Was macht ein Mentaltrainer?
Wir Menschen stehen uns in der Regel selber im Weg durch unbewusste Verhaltensmuster, die wir in uns tragen. Ein Mentalcoach arbeitet nicht nur durch gewisse Übungen sondern auch durch Bewusstmachung. Wenn Vereinsvorstände sich bewusst wären, was ihre Aktionen für Wirkungen haben können, dann würden sie manche kontraproduktiven Aktionen gar nicht durchführen. Mentale Fitness gleicht keine körperlichen oder technischen Defizite aus. Aber ich kann noch fünf bis zehn Prozent Leistung rausholen.

Wie sieht die Arbeit mit den Spielern aus?
Wir analysieren die aktuelle Situation. Anschließend vermittle ich Tools zum Selbstcoaching. Der Spieler versteht in unserem Gespräch, warum es oft nicht funktioniert hat. Im nächsten Schritt lernt er aus der positiven Erfahrung die er gemacht hat. Und im letzten Schritt versteht er, wie er diesen inneren Zustand selber herbeiführen kann. Dieser Prozess ist dann nichts anderes als Training.

Welche Rolle spielt dabei die Familie oder das engste private Umfeld?
Eine große. Sie werden mit ins Coaching einbezogen wenn es notwendig ist. Das ist es immer dann, wenn Ängste geschürt werden. Wenn Gespräche stattfinden, die die Angst fokussieren. Jeder meint es ja nur gut und will unterstützen – aber man muss sich erst einmal bewusst werden, dass das auch kontraproduktiv sein kann.

Und was machen Sie dann?
Der Spieler hat Angst um seine Karriere.
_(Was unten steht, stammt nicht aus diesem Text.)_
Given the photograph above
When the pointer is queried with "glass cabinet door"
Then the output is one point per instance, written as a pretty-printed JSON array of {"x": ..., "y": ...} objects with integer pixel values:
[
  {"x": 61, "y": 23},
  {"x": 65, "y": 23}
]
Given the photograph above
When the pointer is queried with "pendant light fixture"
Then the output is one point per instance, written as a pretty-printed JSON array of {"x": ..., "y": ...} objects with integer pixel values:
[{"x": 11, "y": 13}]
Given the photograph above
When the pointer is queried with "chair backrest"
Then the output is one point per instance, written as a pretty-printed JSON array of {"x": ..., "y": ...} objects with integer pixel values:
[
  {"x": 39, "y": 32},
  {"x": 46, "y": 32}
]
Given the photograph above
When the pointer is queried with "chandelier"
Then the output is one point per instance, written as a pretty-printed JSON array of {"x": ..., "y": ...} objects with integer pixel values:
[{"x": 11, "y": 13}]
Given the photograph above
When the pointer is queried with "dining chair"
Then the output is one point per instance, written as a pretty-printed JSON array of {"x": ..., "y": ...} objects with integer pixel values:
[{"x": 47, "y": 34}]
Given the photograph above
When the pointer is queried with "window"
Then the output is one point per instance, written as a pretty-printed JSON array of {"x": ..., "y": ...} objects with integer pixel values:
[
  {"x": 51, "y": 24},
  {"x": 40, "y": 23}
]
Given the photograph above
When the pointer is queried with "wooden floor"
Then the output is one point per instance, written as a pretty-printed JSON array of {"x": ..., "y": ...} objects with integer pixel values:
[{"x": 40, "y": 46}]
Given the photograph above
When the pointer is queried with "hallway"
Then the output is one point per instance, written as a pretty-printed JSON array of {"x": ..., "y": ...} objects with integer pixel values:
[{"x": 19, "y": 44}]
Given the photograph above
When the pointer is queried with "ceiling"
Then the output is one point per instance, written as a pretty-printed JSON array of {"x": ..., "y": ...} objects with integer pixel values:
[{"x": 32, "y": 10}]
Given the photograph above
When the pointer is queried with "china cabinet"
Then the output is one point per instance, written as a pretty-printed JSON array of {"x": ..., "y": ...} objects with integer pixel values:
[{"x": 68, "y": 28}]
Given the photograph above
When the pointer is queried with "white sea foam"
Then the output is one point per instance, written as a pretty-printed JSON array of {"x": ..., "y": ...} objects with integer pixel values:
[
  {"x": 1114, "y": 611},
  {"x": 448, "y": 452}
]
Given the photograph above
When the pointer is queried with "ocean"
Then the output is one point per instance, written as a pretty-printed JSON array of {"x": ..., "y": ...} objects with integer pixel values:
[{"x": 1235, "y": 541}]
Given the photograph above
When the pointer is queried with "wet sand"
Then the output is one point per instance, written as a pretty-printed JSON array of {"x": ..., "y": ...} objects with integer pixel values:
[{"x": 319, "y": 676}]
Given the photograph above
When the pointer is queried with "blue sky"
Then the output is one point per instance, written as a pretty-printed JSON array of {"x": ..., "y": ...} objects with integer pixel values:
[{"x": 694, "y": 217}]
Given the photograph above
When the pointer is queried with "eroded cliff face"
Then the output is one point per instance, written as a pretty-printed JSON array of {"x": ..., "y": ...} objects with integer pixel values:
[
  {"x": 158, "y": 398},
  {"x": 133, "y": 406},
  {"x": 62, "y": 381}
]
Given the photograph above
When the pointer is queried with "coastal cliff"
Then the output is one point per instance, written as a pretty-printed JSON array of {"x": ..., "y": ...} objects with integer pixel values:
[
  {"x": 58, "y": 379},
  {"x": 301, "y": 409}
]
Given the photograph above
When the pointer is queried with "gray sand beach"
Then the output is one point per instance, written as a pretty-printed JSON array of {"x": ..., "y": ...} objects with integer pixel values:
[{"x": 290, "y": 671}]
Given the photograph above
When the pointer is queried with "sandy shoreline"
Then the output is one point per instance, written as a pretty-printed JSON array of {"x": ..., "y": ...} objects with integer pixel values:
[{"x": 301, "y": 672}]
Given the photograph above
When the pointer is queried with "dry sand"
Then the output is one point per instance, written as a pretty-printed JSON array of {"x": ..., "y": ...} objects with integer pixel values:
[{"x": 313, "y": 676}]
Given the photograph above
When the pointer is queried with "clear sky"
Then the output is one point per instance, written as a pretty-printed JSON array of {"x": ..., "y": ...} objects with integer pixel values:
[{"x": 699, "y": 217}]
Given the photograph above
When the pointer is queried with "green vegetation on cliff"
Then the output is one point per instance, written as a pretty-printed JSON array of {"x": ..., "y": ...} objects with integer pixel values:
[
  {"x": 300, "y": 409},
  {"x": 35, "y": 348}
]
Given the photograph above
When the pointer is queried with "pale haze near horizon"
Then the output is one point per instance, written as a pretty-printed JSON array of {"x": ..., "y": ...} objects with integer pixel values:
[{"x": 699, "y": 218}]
Womöglich hat er noch einen Berater, der Druck macht. Er hört Dinge aus der Presse, sieht widersprüchliches Verhalten in der Vereinsführung oder bei den Kollegen. Ich versuche ihn auf das Wesentliche auszurichten.

Und das ist?
Dass das alles keine Rolle mehr spielt, sobald er auf dem Platz steht. Dann muss er das tun, was er am besten kann. Und zwar so, wie es ihm im Rahmen der Vorgaben des Trainers am meisten Spaß macht.

Wie sehr helfen Psychotricks?
Um kurzfristigen Erfolg zu erzielen, können sie hilfreich sein. Aber langfristig nicht. Das Wort Psychotricks hört sich immer so magisch an. Zu Psychotricks zähle ich aber auch schon Gespräche, Hypnose, Massage, Dialoge oder Spaziergänge. Dabei sind die Tricks nichts anderes als zielgerichtete Manipulationen mit dem Ziel der Leistungs-Optimierung. Adrenalin und Druck helfen nicht!

Und Prämien?
Ich sehe es wie Hannovers neuer Trainer Michael Frontzeck: Wegen Geld rennt kein Spieler schneller. Was hilft, ist, vor der Mannschaft zu stehen und jedem einzelnen Spieler durch Gespräche daran zu erinnern, wie viel Spaß Fußballspielen machen kann. Das Gefühl, dass bei einem Abstieg “alles vorbei ist”, ist absoluter Quatsch. Die Spieler werden weder sterben noch verarmen – es geht immer weiter. Und wenn dieser Druck gelockert wird, dann läuft es meistens auch wieder besser. Etwas unglücklich finde ich aber, wenn sich zum Beispiel Michael Frontzek gegen eine Nichtabstiegsprämie ausspricht – aber dann angeblich selbst eine hat.

Wie effektiv ist die “verbale Peitsche” des Trainers?
Ich persönlich halte in den meisten Fällen nichts davon. Aber wenn man es wie Felix Magath macht, ist es erfolgreich. Magath stellt sich trotz allem fast immer vor seine Mannschaft. Für ihn gibt es ein ganz klares hierarchisches Verhältnis. Er hat einen hohen Anspruch an das Team und verlangt, dass jeder Einzelne diszipliniert und professionell agiert. Beachtet das ein Spieler nicht, schmeißt er ihn raus. So sind seine Regeln. Doch solange jeder das umsetzt, stellt er sich vor sie wie eine Wand.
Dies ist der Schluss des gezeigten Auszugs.